Raise Me a Memory, showcased in the YIDFF 2023 New Asian Currents section, takes viewers on a mesmerizing journey through the Estonian borderland, where the residents’ haunted memories linger. Director Varun Trikha, an Indian filmmaker currently based in Toronto/Delhi, weaves personal narratives and Trikha’s family history to create a dream-like tapestry. The film’s fragmented nature, lacking a clear historical context, requires viewers to piece together the puzzle of the labyrinth of landscape – the tranquil lake, the shadowy trees, and the dusty old wood house – without specific background information.
The ambiguity of the film is closely tied to its narrative framing. Opening and closing scenes are shrouded in darkness, accompanied by murmurs of hypnosis, which set the tone. We follow the director’s responses to an unknown woman, leading us to the depths of his affliction. This cyclical structure places us in a liminal space, seemingly the director’s memory, until we discover it to be the Obinitsa Lake in Setomma, a critical zone along the Estonian-Russian border.

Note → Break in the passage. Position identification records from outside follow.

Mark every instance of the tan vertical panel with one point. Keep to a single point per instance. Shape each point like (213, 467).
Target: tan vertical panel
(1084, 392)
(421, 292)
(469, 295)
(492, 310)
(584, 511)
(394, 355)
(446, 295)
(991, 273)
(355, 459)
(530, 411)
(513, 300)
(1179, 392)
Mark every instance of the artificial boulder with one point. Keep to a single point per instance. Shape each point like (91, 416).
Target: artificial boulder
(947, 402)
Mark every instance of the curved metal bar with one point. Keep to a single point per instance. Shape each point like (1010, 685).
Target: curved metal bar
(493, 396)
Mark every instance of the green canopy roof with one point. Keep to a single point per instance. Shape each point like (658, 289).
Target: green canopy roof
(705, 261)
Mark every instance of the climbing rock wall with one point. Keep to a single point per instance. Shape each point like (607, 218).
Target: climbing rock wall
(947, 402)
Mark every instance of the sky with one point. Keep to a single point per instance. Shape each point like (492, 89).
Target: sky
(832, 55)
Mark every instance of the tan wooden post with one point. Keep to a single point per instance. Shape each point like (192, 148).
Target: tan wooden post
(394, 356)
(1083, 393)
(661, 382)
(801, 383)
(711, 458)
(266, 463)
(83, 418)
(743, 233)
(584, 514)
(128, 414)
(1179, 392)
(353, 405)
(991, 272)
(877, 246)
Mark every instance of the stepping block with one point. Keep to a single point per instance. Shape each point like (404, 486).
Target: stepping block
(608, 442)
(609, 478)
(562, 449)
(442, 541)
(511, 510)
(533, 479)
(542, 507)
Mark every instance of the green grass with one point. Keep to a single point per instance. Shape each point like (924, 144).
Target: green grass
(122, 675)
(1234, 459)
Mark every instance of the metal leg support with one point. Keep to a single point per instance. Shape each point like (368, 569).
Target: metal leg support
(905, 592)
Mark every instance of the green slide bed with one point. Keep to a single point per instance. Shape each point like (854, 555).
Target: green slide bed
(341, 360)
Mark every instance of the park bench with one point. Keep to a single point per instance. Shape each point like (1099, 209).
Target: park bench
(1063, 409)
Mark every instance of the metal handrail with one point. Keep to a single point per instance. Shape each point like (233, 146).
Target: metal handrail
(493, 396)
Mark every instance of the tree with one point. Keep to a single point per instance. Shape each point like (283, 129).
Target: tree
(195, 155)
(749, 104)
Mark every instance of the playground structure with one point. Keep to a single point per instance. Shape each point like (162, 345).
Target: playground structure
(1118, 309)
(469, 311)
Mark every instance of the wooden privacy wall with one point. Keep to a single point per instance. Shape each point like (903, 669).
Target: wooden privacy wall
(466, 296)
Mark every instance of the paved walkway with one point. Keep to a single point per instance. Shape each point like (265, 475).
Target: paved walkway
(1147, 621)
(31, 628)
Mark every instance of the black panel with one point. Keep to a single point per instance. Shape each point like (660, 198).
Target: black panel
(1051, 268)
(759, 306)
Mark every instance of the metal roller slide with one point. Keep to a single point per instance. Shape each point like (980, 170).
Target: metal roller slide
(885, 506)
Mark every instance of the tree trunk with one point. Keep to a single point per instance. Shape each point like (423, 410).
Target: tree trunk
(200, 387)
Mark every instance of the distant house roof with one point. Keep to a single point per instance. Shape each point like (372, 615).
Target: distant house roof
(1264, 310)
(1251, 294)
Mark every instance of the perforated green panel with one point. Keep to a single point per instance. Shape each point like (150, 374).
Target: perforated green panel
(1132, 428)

Rather than explicitly presenting the residual history of this borderland, Trikha explored memory through the voice-over narration, combining his own voice with the voices of the villagers. This dissociation of the narration from imagery allows the filmmaker’s perspective, conveyed through voice-over, to guide us through his grandfather’s past and his quest for identity. As a diasporic refugee, Trikha’s grandfather left behind an immense enigma, apart from a song and a briefcase. The director’s recollection of memory is interwoven with the heart-wrenching reminiscences of the villagers. Three prominent villagers share their sorrows with the director – an old woman who lost her son, a man whose grandfather’s house sank in the lake, and a woman who dreams of her father in the aftermath of a war. While concrete portrayals of historical elements are absent, close-up shots of the villagers’ faces and fragmented depictions of the village’s environment – the forest, the lake, the grass – reveal a shattered representation.
The camera simultaneously drifts through the village like a ghost, capturing perplexing symbols such as a child climbing a tree in a forest, a flickering torch in a tunnel, and shimmering lights on the lake. These images, deliberately detached from the voiceover and specific references, contribute to the film’s sense of limbo, blurring the boundaries between dream and reality and echoing the fluidity of memory. The filmmaker adeptly enhances the mysterious atmosphere with abstract narration akin to poetry and figurative cinematography of nature. However, the lyrical quality of the images, without a clear historical context, results in an emotional whirlwind that lacks a solid foundation. Consequently, the film isolates viewers from the particular roots of the land and the connections with the villagers. It aims to invite viewers to imagine and resonate through the interplay between absence and presence, past and present, memories and reality. Still, it also raises questions: Why did the filmmaker, an Indian, choose to make a film about Estonia? What is the relationship between the villagers and him? What is the origin of the sadness and the memory? While the poetic approach expands the imagination of memories, the absence of historical grounding leaves the audience yearning for a deeper understanding.